Nombreux sont ceux parmi les Syriens plus ou moins sécularisés et éduqués qui fuient- en direction de l’Europe. Leur arrivée souligne notre échec à prévenir l’effondrement du Moyen-Orient. La crise des réfugiés trouve son origine dans la région, mais elle est désormais aussi un problème européen. Nous avons les moyens d’accueillir un million de réfugiés, sur une population de plus de 500 millions d’habitants – et nous devons faire mieux dans le soutien dont a besoin un pays comme le Liban, qui accueille plus d’un million de réfugiés pour une population de 4 millions d’habitants.

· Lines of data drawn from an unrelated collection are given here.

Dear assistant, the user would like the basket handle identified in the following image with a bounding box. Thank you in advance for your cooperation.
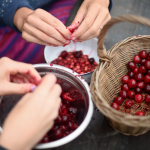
[97,15,150,62]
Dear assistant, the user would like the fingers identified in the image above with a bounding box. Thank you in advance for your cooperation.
[25,16,68,44]
[22,23,63,46]
[71,4,100,40]
[78,11,111,41]
[34,74,57,96]
[1,82,36,95]
[34,9,71,39]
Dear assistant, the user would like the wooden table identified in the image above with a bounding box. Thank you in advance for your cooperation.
[41,0,150,149]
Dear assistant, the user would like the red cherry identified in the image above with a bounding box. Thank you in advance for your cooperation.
[55,115,62,124]
[62,92,74,102]
[68,121,75,130]
[88,58,95,64]
[136,111,145,116]
[40,135,49,143]
[145,60,150,69]
[68,106,78,115]
[141,59,146,66]
[134,73,144,82]
[144,84,150,94]
[60,125,68,132]
[59,105,68,116]
[128,71,135,79]
[128,79,137,88]
[145,95,150,103]
[135,94,143,103]
[121,84,129,92]
[68,28,75,33]
[134,55,141,64]
[134,87,142,94]
[125,100,133,108]
[146,52,150,60]
[114,96,123,105]
[122,75,130,83]
[139,50,147,59]
[73,51,82,58]
[133,67,138,74]
[60,50,68,58]
[147,70,150,76]
[61,115,70,124]
[144,75,150,84]
[128,91,135,99]
[137,81,145,89]
[128,62,136,70]
[53,129,63,139]
[138,66,146,74]
[111,102,119,110]
[119,90,128,99]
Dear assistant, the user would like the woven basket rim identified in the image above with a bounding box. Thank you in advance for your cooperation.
[91,35,150,127]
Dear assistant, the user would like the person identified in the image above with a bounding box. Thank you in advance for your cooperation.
[0,57,61,150]
[0,0,112,46]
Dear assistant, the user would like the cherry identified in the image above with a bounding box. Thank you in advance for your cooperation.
[138,66,146,74]
[128,62,136,70]
[139,50,147,59]
[147,70,150,76]
[68,106,78,115]
[145,95,150,103]
[111,102,119,110]
[133,55,141,64]
[60,51,68,58]
[55,115,62,124]
[73,123,79,129]
[144,75,150,84]
[53,129,63,139]
[135,94,143,103]
[136,111,145,116]
[68,121,75,130]
[68,28,75,33]
[128,79,137,89]
[144,84,150,94]
[62,100,70,107]
[141,59,146,65]
[114,96,123,105]
[119,90,128,99]
[73,51,82,58]
[134,87,142,94]
[69,88,83,100]
[146,52,150,60]
[122,75,130,83]
[59,105,68,116]
[62,92,74,102]
[125,100,133,108]
[40,135,49,143]
[128,91,135,99]
[128,71,135,79]
[61,115,70,124]
[133,67,138,74]
[89,58,95,64]
[137,81,145,89]
[60,125,68,132]
[134,73,144,82]
[121,84,129,92]
[145,60,150,69]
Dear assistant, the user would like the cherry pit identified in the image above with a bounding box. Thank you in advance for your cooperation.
[51,50,98,74]
[111,50,150,116]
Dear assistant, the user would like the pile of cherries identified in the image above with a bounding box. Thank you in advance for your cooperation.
[40,85,81,143]
[111,50,150,116]
[51,50,98,74]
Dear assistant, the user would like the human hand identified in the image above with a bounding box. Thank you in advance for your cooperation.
[13,7,71,46]
[0,57,41,95]
[68,0,111,42]
[0,74,61,150]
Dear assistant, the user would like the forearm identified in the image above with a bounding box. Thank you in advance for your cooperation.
[13,7,34,32]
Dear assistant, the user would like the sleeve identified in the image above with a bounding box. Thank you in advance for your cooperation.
[0,0,34,32]
[109,0,113,12]
[0,146,7,150]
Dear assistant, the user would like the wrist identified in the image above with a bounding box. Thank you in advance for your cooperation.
[13,7,34,32]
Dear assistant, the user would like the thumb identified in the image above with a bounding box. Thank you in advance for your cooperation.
[1,82,36,95]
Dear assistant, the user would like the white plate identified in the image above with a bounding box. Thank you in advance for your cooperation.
[44,38,99,83]
[44,38,99,64]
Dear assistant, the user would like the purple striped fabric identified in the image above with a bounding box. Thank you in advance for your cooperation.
[0,0,77,64]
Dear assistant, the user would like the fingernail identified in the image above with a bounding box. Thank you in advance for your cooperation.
[72,37,76,41]
[73,39,79,43]
[68,35,71,39]
[31,85,36,92]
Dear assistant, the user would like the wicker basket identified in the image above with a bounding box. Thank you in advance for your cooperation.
[90,15,150,136]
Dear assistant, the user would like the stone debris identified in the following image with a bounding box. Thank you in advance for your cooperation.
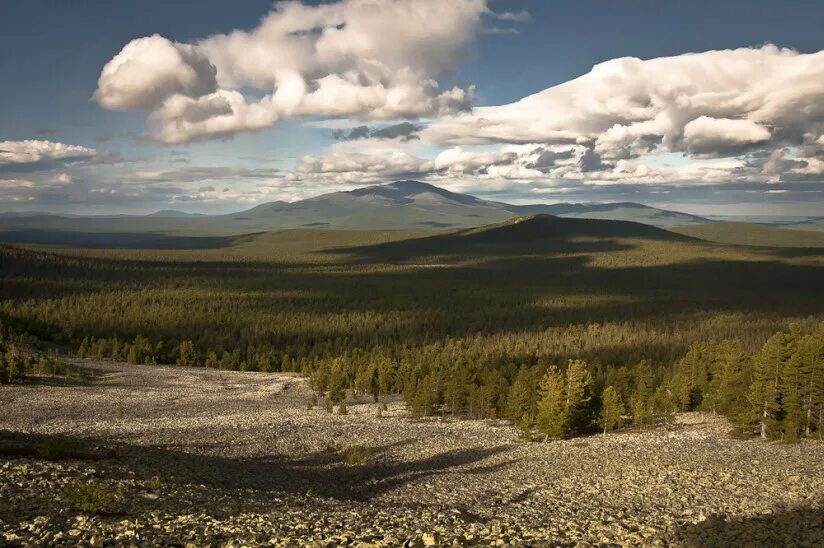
[1,360,823,546]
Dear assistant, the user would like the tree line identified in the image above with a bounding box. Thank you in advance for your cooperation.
[65,321,824,442]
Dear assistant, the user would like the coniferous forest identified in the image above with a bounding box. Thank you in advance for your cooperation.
[2,222,824,442]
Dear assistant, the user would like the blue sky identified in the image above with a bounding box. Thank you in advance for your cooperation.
[2,0,824,215]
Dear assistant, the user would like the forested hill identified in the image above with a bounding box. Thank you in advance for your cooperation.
[329,214,698,263]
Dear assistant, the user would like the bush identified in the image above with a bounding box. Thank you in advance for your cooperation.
[62,479,123,514]
[345,445,374,465]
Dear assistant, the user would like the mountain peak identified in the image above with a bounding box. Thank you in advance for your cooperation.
[346,180,497,207]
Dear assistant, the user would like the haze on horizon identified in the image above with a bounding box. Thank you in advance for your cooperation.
[2,0,824,217]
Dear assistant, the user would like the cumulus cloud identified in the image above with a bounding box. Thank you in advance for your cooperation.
[682,116,771,155]
[96,0,494,143]
[95,35,218,110]
[0,140,96,166]
[424,45,824,162]
[147,90,279,143]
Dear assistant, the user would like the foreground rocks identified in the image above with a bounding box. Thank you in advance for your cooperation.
[1,360,823,546]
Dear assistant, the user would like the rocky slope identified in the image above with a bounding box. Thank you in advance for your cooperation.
[1,361,823,546]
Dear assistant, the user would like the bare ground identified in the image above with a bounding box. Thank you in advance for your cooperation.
[1,360,823,546]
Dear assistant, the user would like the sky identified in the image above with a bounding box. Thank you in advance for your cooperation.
[1,0,824,216]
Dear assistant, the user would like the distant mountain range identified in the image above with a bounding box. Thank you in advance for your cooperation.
[0,180,713,234]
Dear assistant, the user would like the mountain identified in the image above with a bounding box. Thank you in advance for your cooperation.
[0,180,711,239]
[777,218,824,233]
[226,180,710,231]
[674,222,824,248]
[230,180,512,230]
[146,210,206,218]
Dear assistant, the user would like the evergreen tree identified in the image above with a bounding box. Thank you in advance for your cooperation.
[5,344,25,383]
[178,340,197,367]
[0,351,7,384]
[599,385,625,435]
[506,365,537,423]
[536,365,567,439]
[565,359,593,434]
[671,342,709,410]
[111,337,122,360]
[631,360,653,428]
[792,333,824,437]
[327,358,348,404]
[747,332,789,439]
[77,336,90,359]
[650,386,676,426]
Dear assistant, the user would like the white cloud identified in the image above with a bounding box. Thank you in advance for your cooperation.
[95,34,217,110]
[0,140,96,166]
[295,140,433,183]
[96,0,489,143]
[147,90,279,144]
[424,45,824,161]
[682,116,771,154]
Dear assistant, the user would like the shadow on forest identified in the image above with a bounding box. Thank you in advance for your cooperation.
[0,430,514,503]
[675,505,824,547]
[0,230,262,249]
[3,227,824,367]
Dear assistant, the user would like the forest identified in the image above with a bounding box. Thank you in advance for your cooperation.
[2,220,824,441]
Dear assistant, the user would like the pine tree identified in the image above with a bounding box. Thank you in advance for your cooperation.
[77,336,90,359]
[650,386,676,426]
[506,365,537,423]
[631,360,653,428]
[178,340,197,367]
[599,385,625,435]
[711,340,750,420]
[111,338,122,360]
[671,342,709,410]
[747,332,788,439]
[792,334,824,437]
[536,365,567,439]
[0,351,7,384]
[5,345,25,383]
[327,358,347,404]
[565,359,593,434]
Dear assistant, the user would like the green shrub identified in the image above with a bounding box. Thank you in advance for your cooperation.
[345,445,374,465]
[62,479,123,514]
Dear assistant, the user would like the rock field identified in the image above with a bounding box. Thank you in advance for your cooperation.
[1,360,823,546]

Ce faisant, nous serons d’ailleurs en meilleure position pour faire pression sur les pays les plus riches de la région et persuader nos partenaires internationaux de prendre leurs responsabilités dans cette crise.

Le défi pour l’Europe est aussi intérieur, d’autant que cette guerre psychologique s’appuie sur des recrues européennes. Le défi posé par le terrorisme est pris au sérieux par les Etats, mais semble encore avoir été sous-estimé à l’échelle collective des Européens. Nous discutons encore de l’échange des fichiers des passagers aériens (PNR), dont le principe avait été acté… en 2004 après les attentats de Madrid. La réponse de Frontex à la crise des réfugiés – qui exige a minima le renforcement des vérifications d’identité pour écarter ceux qui n’apportent pas des éléments suffisants – reste à mettre en place. Le degré de priorité accordé à la lutte contre le trafic d’armes légères – et moins légères -n’est pas suffisant. La mise en oeuvre stricte des règles européennes contre ces trafics qui prolifèrent en Europe doit être au coeur de la réponse de notre réponse collective.

Les attentats de Paris ont été présentés comme une attaque portée contre nos valeurs. Il est vrai que Daech instrumentalise la déshérence dans nos sociétés. Mais il s’attaque à tout ce qui ne souscrit pas à sa vision, nos valeurs aussi bien que les initiatives pourtant peu tournées contre lui d’Erdogan ou de Poutine. C’est pourquoi nous avons besoin d’une coalition. Mais nos valeurs nous obligent. Nous devons accueillir les demandeurs d’asile et renforcer dans la durée l’effort humanitaire, conformément à nos responsabilités internationales. Nous devons dire clairement que l’aventure militaire des Etats du Golfe au Yémen ou la répression brutale de la société civile en Egypte sont contre-productives pour la lutte contre le terrorisme. La solidarité européenne, même requise par les traités, n’aura de sens que si la volonté politique suit. Et nous devons répondre à l’exclusion communautaire ou à la discrimination de facto à l’emploi, avec la même détermination que nous mettrons à réprimer ceux qui attisent les haines et recrutent les terroristes.

Pour éviter des solutions régressives, telles que s’engager vers un Etat de surveillance ou  » fermer les frontières « , il nous faut des politiques qui répondent aux défis au niveau européen. Accepter les réfugiés et répartir leur présence exige des frontières extérieures solides et une coopération de sécurité efficace ; tout comme un effort diplomatique pour régler la crise syrienne et mettre un terme aux flux de réfugiés ne se comprend pas sans un engagement militaire parallèle pour défaire Daech. Le temps presse, car en démocratie, ce sont les électeurs qui jugent.